Updated: Feb 20, 2020


Carl Trueman's latest essay is over at Reformation21. I was interested in his point particularly as it informs our worship, and closely related, how we as individual believers engage in the life of the church (or fail to do so). I’ll tantalize you with the following extensive quotation from Trueman:

The is the problem of American Christendom.  Now, all of the palaver about the `end of Christendom’ should not fool us into thinking that a form of Christendom does not still exist.   Anywhere where Christianity has become a formality, there is Christendom; anywhere where the belief of the group substitutes for the belief of the individual, there is Christendom; anywhere the rules of the outward game can be learned, executed with panache, and substituted for the attitude of the heart, there is Christendom.  And, lest we forget, the form of that formality can be orthodoxy, just as easily as it can be heterodoxy; it can be rooted in the Westminster Standards just as easily as in the tweets of the latest aspiring authentocrat; it can be found in traditional worship styles as much as in the spontaneity of the new.  And, ironically, American individualism feeds directly into this negation of the individual: the individual as consumer, as dilettante, thrives in a world of large, anonymous churches, churches which happily continue week by week with only 10% of the people engaged in giving of time and money; there are no demands made on the 90% of individuals who make up the corporate entity precisely because the body is essentially self-perpetuating.  The crowd is truly untruth at that point.
This tension in orthodox Christianity, between being necessarily part of a whole and an individual accountable to God, is something with which all Christians must wrestle.  To resolve it one way or the other would be to lose something crucial, for the Christian faith demands we reject both solipsistic piety and also any notion of the crowd as our mediator. The one cuts us off from the body; the other makes us mere passengers who never engage God for ourselves.

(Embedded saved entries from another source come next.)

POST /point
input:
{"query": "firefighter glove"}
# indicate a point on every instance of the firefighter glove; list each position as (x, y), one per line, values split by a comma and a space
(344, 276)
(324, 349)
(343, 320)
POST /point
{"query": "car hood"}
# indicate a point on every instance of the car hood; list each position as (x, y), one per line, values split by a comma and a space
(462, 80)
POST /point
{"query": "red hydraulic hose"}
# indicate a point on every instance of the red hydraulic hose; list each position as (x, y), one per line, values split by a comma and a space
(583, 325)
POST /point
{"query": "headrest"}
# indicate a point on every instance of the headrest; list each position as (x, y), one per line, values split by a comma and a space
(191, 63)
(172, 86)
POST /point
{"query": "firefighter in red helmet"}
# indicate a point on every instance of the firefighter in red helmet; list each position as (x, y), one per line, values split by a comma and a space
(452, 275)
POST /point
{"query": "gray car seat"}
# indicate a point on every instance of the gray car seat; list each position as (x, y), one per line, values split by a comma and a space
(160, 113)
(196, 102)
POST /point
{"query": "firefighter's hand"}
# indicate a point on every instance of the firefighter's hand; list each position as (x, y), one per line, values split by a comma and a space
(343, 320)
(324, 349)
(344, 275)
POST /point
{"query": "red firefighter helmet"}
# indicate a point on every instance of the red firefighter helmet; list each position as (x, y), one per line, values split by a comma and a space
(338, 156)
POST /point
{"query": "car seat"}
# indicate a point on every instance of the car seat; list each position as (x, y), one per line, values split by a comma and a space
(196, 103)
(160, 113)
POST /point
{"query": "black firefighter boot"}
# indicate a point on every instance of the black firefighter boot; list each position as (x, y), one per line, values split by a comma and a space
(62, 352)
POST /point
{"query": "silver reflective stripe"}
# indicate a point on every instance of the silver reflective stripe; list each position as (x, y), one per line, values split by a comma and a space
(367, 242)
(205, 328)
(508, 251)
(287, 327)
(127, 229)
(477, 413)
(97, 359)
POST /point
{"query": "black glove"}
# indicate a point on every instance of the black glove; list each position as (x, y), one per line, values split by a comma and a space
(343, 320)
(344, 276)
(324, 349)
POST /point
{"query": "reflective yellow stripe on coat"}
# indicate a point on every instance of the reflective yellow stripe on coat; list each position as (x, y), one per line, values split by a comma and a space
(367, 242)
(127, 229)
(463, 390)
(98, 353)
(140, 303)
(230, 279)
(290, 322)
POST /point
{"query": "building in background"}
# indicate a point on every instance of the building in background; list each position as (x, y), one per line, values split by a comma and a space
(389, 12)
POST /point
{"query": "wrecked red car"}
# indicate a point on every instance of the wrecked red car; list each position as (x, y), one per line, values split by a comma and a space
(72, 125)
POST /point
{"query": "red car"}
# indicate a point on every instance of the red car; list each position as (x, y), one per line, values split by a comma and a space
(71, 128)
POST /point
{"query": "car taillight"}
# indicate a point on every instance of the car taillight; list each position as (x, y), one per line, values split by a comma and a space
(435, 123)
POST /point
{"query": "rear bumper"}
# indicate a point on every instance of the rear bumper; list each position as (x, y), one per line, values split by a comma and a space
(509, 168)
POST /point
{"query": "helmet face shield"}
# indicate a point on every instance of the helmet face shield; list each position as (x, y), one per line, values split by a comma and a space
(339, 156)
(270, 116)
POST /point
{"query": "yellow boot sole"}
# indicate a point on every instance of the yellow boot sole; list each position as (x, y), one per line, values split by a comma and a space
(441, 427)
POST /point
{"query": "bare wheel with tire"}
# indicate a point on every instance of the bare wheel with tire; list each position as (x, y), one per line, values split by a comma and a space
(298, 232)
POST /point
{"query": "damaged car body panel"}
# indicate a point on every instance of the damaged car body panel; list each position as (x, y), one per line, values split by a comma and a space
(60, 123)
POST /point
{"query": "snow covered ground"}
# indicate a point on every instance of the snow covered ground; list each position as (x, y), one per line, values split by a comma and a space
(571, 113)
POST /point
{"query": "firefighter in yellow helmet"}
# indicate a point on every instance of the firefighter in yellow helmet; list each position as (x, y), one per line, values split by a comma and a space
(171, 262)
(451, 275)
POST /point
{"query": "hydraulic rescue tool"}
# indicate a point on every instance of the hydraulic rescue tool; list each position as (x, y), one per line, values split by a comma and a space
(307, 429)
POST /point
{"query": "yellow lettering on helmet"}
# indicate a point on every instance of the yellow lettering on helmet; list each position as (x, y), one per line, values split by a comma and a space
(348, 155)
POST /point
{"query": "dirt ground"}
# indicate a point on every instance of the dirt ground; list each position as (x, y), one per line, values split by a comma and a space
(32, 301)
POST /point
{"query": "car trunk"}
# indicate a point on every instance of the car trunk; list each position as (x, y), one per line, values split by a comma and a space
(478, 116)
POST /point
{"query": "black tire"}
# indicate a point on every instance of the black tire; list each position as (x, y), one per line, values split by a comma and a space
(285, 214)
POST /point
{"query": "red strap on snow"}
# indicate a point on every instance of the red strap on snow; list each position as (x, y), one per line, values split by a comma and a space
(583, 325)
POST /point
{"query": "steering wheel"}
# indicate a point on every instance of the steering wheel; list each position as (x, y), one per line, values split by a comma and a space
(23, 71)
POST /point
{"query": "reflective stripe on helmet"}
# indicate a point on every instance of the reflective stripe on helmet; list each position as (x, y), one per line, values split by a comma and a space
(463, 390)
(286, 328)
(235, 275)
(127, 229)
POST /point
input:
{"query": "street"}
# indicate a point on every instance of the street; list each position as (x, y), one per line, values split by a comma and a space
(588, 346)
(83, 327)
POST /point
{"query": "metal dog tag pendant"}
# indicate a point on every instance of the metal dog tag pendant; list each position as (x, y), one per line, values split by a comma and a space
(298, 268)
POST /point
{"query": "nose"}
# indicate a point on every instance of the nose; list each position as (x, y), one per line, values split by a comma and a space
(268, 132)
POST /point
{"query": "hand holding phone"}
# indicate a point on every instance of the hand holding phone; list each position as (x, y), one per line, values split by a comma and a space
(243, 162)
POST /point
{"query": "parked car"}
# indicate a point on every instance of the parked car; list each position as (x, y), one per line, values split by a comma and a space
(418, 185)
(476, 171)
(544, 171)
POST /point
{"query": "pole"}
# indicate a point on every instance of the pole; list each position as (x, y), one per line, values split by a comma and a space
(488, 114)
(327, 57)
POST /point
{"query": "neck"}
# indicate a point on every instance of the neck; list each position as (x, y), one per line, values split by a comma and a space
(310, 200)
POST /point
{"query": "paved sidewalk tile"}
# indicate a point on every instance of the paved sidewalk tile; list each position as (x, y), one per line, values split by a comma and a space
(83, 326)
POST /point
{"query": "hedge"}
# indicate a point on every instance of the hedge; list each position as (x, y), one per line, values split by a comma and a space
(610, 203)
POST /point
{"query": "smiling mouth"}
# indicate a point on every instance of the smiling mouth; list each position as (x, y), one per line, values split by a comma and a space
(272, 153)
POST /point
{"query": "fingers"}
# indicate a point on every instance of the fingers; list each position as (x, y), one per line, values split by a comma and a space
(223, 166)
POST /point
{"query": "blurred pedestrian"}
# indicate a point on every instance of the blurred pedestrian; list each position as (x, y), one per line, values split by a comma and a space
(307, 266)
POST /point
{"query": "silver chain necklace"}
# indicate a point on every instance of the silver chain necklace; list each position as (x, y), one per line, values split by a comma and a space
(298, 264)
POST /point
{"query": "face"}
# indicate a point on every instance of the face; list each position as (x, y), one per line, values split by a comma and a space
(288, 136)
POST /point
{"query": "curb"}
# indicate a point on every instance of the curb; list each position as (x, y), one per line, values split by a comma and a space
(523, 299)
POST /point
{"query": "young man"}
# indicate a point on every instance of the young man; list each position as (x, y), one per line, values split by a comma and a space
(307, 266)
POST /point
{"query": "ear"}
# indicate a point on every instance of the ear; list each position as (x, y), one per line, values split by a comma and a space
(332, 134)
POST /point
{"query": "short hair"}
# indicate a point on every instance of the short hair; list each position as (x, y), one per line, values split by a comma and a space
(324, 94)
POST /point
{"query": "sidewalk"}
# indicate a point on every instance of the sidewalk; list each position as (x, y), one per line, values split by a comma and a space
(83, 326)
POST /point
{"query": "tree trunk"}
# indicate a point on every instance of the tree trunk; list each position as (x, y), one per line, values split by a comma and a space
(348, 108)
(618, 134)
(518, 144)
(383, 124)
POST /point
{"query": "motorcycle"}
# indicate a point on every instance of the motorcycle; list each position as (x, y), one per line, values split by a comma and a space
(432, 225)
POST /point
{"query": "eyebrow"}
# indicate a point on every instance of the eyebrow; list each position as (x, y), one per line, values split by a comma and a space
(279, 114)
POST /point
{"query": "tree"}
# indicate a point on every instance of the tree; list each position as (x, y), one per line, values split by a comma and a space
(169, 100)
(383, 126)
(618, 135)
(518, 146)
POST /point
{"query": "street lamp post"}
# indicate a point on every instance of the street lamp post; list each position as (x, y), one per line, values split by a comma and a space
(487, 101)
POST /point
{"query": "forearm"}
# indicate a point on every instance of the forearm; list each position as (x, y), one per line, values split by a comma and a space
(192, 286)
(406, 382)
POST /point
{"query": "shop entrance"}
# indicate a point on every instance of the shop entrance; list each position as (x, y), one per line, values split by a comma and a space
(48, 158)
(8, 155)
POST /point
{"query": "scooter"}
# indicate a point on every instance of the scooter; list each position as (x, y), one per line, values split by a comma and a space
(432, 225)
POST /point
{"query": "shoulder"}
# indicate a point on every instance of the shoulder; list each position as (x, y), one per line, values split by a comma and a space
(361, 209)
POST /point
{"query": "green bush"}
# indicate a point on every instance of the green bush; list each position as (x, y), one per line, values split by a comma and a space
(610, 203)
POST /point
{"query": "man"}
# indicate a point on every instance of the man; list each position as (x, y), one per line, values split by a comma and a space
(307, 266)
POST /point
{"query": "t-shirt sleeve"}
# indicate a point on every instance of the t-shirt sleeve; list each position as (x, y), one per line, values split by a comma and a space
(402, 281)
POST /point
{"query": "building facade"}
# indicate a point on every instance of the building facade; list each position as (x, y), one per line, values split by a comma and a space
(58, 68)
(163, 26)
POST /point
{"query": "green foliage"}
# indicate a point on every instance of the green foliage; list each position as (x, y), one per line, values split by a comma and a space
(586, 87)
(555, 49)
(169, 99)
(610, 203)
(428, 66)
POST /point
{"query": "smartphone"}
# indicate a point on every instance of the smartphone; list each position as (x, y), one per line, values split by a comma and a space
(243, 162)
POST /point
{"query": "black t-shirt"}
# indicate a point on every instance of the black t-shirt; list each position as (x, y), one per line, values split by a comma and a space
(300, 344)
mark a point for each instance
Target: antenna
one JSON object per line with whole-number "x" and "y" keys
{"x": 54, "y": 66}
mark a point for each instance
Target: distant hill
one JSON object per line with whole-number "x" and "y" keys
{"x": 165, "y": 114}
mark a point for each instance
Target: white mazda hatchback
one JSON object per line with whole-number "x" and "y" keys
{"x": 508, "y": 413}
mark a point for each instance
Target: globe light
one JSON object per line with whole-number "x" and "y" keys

There are no easy answers to this; that’s what makes it such an interesting and irresolvable tension.  But, as it stands, the church in America seems to have the worst of both worlds: an individualism which does not lead to true individual existence as a Christian, one where I truly take responsibility for myself before God but allow others to do it for me; and which therefore plunges inexorably towards the anonymity of the megachurch and the laziness of the pew-sitting Sunday passenger.   It is not simply the crowd which is untruth at that point.  It is the church as well.